List of Past Events
Listening to the Call of the Wild: Human infants responses to vocalizations of other species
Dr. Sandra R. Waxman
Tuesday, May 06, 2014, 01:00pm - 02:00pm
Northwestern University, Louis W. Menk Professor of Psychology
Language is a signature of our species. To acquire a language, infants must identify which signals are part of their language and discover how these are linked to the objects and events they encounter. For infants as young as 3 months of age, listening to human vocalizations promotes the formation of object categories, a fundamental cognitive capacity (Ferry Hespos & Waxman, 2010).

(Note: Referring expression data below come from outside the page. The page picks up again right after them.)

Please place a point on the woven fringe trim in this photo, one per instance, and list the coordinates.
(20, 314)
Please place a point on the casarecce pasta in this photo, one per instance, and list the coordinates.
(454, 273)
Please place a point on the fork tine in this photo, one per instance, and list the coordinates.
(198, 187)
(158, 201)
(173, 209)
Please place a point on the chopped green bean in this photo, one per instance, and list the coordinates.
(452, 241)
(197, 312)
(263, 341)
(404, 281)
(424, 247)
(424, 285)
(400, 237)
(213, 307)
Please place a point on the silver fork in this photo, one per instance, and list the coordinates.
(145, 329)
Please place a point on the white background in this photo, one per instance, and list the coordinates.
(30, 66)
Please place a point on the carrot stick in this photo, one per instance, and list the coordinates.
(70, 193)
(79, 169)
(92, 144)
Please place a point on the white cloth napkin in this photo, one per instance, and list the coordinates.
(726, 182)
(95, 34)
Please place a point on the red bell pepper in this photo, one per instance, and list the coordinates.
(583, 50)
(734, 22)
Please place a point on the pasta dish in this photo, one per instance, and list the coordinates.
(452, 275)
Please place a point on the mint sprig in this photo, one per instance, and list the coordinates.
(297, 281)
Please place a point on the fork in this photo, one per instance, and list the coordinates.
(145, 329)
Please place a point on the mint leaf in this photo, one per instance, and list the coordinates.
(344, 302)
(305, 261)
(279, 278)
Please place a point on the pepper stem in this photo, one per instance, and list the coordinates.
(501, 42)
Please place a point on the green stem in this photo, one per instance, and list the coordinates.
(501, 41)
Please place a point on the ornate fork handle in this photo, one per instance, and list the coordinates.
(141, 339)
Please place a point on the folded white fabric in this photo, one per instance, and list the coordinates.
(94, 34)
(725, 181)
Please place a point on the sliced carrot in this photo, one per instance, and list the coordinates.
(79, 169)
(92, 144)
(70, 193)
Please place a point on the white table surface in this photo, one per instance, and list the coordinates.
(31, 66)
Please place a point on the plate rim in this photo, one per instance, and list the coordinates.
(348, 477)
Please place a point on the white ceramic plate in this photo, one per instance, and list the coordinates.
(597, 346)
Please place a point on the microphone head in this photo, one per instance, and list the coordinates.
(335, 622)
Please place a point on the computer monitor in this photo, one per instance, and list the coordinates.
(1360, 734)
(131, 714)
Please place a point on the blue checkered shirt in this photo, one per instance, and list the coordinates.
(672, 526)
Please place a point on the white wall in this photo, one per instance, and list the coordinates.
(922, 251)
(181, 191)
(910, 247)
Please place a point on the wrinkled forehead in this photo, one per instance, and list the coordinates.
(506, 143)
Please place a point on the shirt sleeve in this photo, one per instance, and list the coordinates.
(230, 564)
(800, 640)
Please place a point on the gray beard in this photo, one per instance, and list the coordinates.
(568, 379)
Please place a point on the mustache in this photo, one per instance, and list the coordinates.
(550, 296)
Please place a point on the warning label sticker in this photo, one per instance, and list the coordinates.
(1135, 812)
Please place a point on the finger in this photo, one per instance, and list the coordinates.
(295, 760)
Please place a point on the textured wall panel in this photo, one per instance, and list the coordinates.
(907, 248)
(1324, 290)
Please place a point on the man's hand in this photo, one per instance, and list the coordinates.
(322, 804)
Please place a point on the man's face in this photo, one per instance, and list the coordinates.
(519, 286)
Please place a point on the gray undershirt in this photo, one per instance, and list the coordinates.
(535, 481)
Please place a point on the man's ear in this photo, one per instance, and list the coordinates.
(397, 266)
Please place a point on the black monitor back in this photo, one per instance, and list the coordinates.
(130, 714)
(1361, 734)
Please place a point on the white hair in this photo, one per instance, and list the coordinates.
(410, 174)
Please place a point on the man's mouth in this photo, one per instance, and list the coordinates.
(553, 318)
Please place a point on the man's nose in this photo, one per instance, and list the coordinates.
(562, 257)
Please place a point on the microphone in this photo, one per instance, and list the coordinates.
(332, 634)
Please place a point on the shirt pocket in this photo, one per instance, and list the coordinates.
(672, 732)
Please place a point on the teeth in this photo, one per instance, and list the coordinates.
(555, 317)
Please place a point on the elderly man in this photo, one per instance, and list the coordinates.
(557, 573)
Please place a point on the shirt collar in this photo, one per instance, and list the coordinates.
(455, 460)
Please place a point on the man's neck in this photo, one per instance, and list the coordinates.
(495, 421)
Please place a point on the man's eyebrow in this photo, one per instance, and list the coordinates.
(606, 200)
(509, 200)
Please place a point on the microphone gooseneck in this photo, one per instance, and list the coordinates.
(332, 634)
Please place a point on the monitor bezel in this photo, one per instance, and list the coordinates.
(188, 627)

Moreover, this precocious link is not unique to human vocalizations: For human infants at 3- and 4-months, non-human primate vocalizations (Madagascar, blue-eyed lemur: Eulemur macaco flavifrons) also promote object categorization, mirroring precisely the advantages conferred by human vocalizations, but by 6-months, non-human primate vocalizations no longer exert this advantageous effect (Ferry, et al., 2013). This suggests that the link between human vocalizations and cognition emerges from a broader template that initially encompasses vocalizations of human and non-human primates (but not backward speech), and that is rapidly tuned specifically to human vocalizations. In today’s talk, I’ll present new evidence aimed at identifying (a) the boundary conditions on the range of naturally-produced vocalizations that initially facilitate object categorization (zebra finch: Taeniopygia guttata) and (b) the role of exposure in the tuning process.